Sunday, January 12, 2020

PA Supreme Court to study “alleged systemic failures” with Philadelphia’s cash bail system

In an unusual move, the Pennsylvania Supreme Court says it plans to study “alleged systemic failures” in Philadelphia’s cash bail system, reported the Pennsylvania Capital-Star.
In an order issued Monday, the high court says it’s open to suggestions to improving the existing cash bail system, but “any attempt to advocate for the abolition of cash bail,” is not on the table.
In its order, the court agreed to take on the inquiry as part of its “King’s Bench” powers, which gives it supervisory powers over the rest of the statewide judiciary. Typically, the court only wields this authority in matters of “great public importance. Judge John M. Cleland, a senior judge from McKean County, has been named the special master who will oversee the investigation, court documents indicated.

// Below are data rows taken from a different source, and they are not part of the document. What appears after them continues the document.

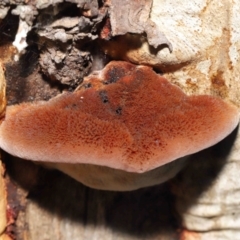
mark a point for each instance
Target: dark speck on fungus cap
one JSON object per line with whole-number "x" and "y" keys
{"x": 129, "y": 118}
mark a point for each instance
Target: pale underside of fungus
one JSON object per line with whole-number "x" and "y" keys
{"x": 123, "y": 123}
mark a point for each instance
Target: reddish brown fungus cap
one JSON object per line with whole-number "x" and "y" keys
{"x": 125, "y": 117}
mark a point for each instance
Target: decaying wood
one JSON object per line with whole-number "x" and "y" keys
{"x": 204, "y": 60}
{"x": 46, "y": 204}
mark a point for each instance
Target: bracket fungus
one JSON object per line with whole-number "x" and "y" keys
{"x": 120, "y": 130}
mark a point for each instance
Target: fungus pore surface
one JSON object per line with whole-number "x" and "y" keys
{"x": 125, "y": 117}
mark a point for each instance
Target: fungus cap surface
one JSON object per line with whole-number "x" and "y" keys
{"x": 125, "y": 117}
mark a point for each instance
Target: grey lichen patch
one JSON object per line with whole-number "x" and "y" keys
{"x": 68, "y": 66}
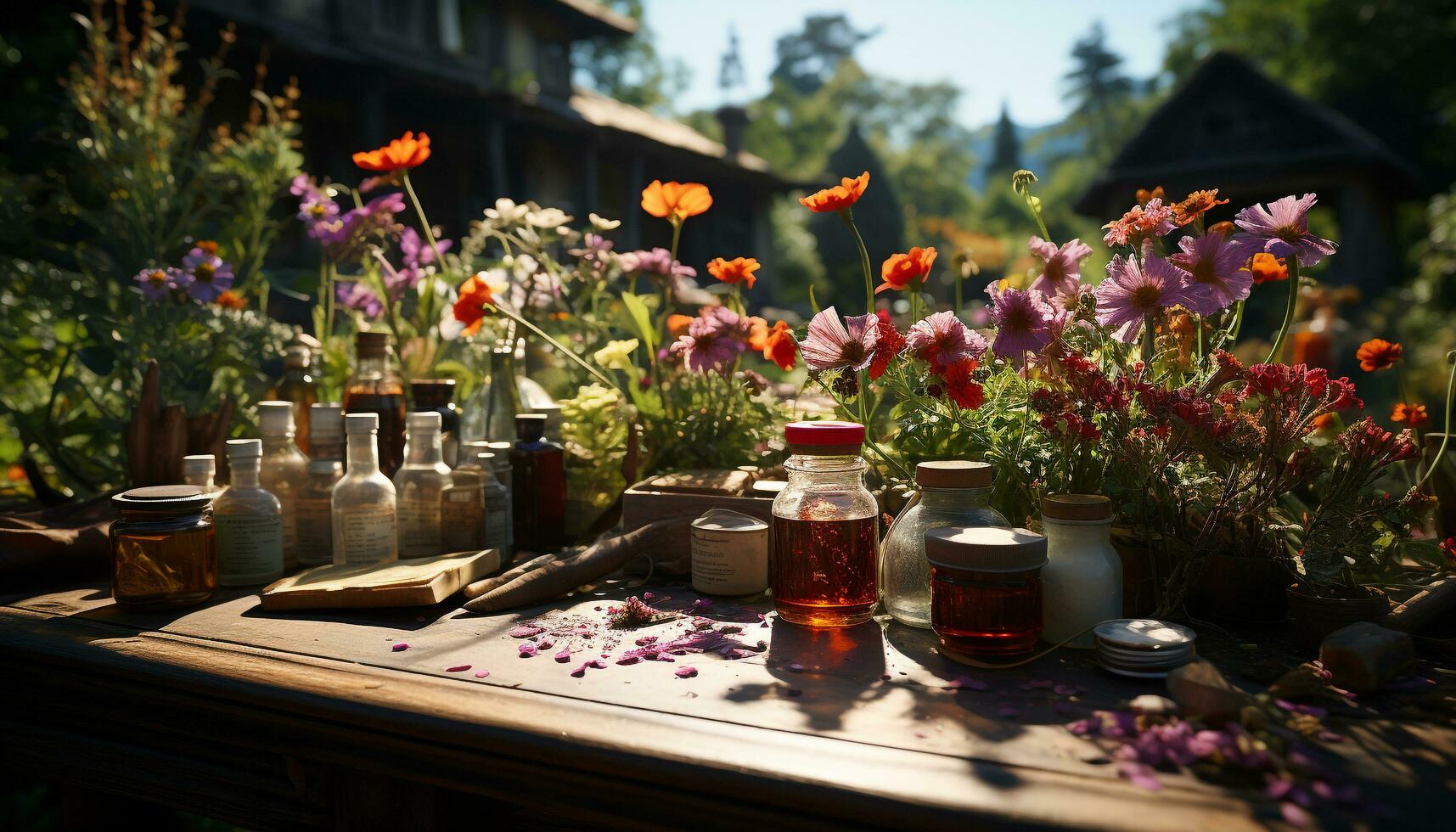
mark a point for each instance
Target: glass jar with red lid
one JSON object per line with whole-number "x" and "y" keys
{"x": 985, "y": 590}
{"x": 826, "y": 538}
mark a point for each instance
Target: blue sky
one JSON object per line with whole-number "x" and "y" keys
{"x": 995, "y": 51}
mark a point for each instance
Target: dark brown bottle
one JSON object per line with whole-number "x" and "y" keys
{"x": 374, "y": 388}
{"x": 537, "y": 487}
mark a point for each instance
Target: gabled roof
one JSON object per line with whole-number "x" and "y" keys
{"x": 1229, "y": 124}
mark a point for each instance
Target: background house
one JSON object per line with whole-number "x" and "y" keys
{"x": 1232, "y": 127}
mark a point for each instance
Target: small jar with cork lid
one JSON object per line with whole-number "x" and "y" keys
{"x": 953, "y": 492}
{"x": 986, "y": 590}
{"x": 1082, "y": 585}
{"x": 163, "y": 551}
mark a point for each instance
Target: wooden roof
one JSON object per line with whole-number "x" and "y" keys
{"x": 1231, "y": 126}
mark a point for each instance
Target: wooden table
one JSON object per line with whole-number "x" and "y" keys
{"x": 303, "y": 720}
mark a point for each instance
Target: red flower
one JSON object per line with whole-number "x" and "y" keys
{"x": 1378, "y": 354}
{"x": 889, "y": 343}
{"x": 960, "y": 385}
{"x": 908, "y": 268}
{"x": 401, "y": 154}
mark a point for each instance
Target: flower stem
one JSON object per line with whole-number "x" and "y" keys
{"x": 1446, "y": 437}
{"x": 1289, "y": 309}
{"x": 863, "y": 260}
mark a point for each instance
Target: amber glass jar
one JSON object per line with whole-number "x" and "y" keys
{"x": 163, "y": 553}
{"x": 985, "y": 590}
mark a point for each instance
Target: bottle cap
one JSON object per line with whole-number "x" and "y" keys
{"x": 827, "y": 437}
{"x": 244, "y": 447}
{"x": 360, "y": 423}
{"x": 275, "y": 417}
{"x": 199, "y": 464}
{"x": 423, "y": 421}
{"x": 172, "y": 500}
{"x": 986, "y": 548}
{"x": 1077, "y": 508}
{"x": 372, "y": 344}
{"x": 327, "y": 420}
{"x": 531, "y": 427}
{"x": 954, "y": 474}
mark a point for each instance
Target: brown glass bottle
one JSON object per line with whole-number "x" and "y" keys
{"x": 537, "y": 487}
{"x": 374, "y": 388}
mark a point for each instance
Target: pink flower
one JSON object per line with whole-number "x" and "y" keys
{"x": 1063, "y": 266}
{"x": 714, "y": 340}
{"x": 941, "y": 340}
{"x": 1022, "y": 321}
{"x": 829, "y": 344}
{"x": 1144, "y": 222}
{"x": 1216, "y": 274}
{"x": 1136, "y": 289}
{"x": 1282, "y": 231}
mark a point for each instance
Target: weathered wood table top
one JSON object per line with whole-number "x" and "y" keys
{"x": 307, "y": 718}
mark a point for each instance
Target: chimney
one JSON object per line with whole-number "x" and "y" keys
{"x": 733, "y": 120}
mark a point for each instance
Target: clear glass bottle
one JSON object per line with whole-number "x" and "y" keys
{"x": 284, "y": 471}
{"x": 297, "y": 386}
{"x": 826, "y": 539}
{"x": 374, "y": 388}
{"x": 317, "y": 498}
{"x": 163, "y": 548}
{"x": 419, "y": 486}
{"x": 250, "y": 520}
{"x": 437, "y": 395}
{"x": 1082, "y": 583}
{"x": 200, "y": 469}
{"x": 364, "y": 525}
{"x": 490, "y": 414}
{"x": 537, "y": 487}
{"x": 953, "y": 492}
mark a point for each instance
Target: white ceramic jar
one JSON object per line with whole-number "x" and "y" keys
{"x": 1082, "y": 583}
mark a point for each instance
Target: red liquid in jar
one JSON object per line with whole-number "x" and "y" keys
{"x": 823, "y": 571}
{"x": 985, "y": 616}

In March, attorneys for the Pennsylvania branch of the American Civil Liberties Union and the Washington D.C.-based law firm Arnold & Porter Kaye Scholer filed a lawsuit on behalf of 10 incarcerated people, as well as a community advocacy group, arguing that “bail magistrates in Philadelphia’s First Judicial District have failed to consider alternatives to cash bail and have assigned cash bail to people who are too poor to afford it.”
In a statement, ACLU Executive Director Reggie Shuford, said his organization is “grateful that the court understands that this situation needs more investigation.
“People who have not been convicted of a crime are sitting in Philadelphia jails only because they are too poor to pay the bail they’ve been assigned. The Philadelphia courts have effectively criminalized poverty,” he said.
In its legal filing, the ACLU claims that Philadelphia courts are violating procedural rules with their bail practices. The high court’s Monday order gives the ACLU and the Philadelphia court officials named as defendants in the case 90 days to submit their evidence. From there, Cleland has 60 days to submit his recommendations to the high court.
“There are people sitting in Philadelphia’s jails right now who have not been proven guilty of a crime,” Nyssa Taylor, criminal justice policy counsel for the ACLU of Pennsylvania, said in a statement. “Bail hearings in Philadelphia typically last less than three minutes, which is wholly insufficient to inquire into someone’s ability to pay, and the person whose liberty is on the line is not even in the room, as they watch the proceedings by video. The bail system in Philadelphia must change.”
Some legal reform groups, including the Brennan Center for Justice at New York University, have called for the elimination of cash bail, arguing that the decision regarding “whether a defendant should be jailed while awaiting trial is often based on a defendant’s wealth and not on public safety considerations.”
The center’s research has further found that “80 percent of the accused are too poor to afford an attorney, more than 60 percent are people of color, and the bulk of the cases are low-level, non-violent offenses. Most of this population cannot afford bail and are incarcerated before trial for long periods even though they have not been found responsible for any crime.”
“[Sixty] percent of the jail population is not convicted but being held pretrial,” Brennan researchers pointed out in a 2012 report, adding that this “issue is a huge contributor to the mass incarceration of people in the United States, resulting in overcrowded facilities and unsustainable budgets … those too poor to pay a money bail remain in jail regardless of their risk level or presumed innocence … U.S. Attorney General Eric Holder in 2011 stated that keeping people awaiting court dates in county jails costs around $9 billion each year.”